This disease has had various meanings and concepts, but for the purposes of this review, we will refer to the latest. The International League Against Epilepsy (ILAE) and the World Health Organization (WHO) since 1973 defined Epilepsy as a chronic and recurrent condition of paroxysmal crises (epileptic seizures), triggered by abnormal electrical discharges that have varied clinical manifestations of multifactorial origin and that are associated with paraclinical disorders (electroencephalographic abnormalities) that occur in an unprovoked manner [21].

Thirty years later, the conceptual definition of seizures and epilepsy according to the 2005 report of the International League Against Epilepsy (ILAE) working group specifies that an “epileptic seizure” is the transient appearance of signs and/or symptoms caused by excessive or simultaneous abnormal neuronal activity in the brain and that epilepsy is a brain disorder characterized by a continued predisposition to the appearance of epileptic seizures and by the neurobiological, cognitive, psychological and social consequences of this disease. The definition of epilepsy requires the presence of at least one epileptic seizure [20,22].

More recently, in 2014, a group of ILAE experts, with the consensus of epileptologists from the different chapters, published the operational (practical) clinical definition of epilepsy:

Epilepsy is generally considered to be a brain disease defined by any of the following:

• At least two unprovoked (or reflex) seizures >24 hours apart.

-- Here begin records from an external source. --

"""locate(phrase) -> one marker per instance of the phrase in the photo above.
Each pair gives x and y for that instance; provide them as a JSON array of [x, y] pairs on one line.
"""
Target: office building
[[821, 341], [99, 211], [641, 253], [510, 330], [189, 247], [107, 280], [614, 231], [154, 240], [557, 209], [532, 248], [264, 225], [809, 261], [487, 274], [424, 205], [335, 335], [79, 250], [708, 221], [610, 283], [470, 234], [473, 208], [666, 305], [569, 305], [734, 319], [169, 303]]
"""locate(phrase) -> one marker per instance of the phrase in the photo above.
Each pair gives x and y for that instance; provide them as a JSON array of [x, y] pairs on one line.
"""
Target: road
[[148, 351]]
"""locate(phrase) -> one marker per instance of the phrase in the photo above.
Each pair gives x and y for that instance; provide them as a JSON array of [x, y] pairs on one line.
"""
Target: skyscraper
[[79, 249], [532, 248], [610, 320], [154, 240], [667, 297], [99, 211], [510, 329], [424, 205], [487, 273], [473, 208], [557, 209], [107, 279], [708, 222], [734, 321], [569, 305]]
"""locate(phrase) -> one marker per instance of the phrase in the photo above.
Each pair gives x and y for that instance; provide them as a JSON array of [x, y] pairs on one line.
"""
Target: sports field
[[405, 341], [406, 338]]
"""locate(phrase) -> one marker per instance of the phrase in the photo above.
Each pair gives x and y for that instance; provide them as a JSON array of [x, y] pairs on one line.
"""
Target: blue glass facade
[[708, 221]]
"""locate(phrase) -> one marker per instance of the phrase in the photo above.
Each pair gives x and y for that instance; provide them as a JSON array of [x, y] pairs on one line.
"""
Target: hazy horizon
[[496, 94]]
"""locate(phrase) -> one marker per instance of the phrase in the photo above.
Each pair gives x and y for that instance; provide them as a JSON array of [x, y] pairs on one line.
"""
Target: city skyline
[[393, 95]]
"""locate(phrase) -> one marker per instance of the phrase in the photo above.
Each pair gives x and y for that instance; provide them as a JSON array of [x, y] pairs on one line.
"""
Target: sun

• One unprovoked (or reflex) seizure and a probability of further seizures occurring within the next 10 years similar to the general risk of recurrence (at least 60%) after the occurrence of two unprovoked seizures.

• Diagnosis of an epilepsy syndrome [23].

According to these criteria, epilepsy is present in a patient who has had a seizure and whose brain, for whatever reason, shows a pathological and continued tendency to suffer recurrent seizures. This tendency can be imagined as a pathological reduction of the seizure threshold compared to people who do not have the disease [20,24].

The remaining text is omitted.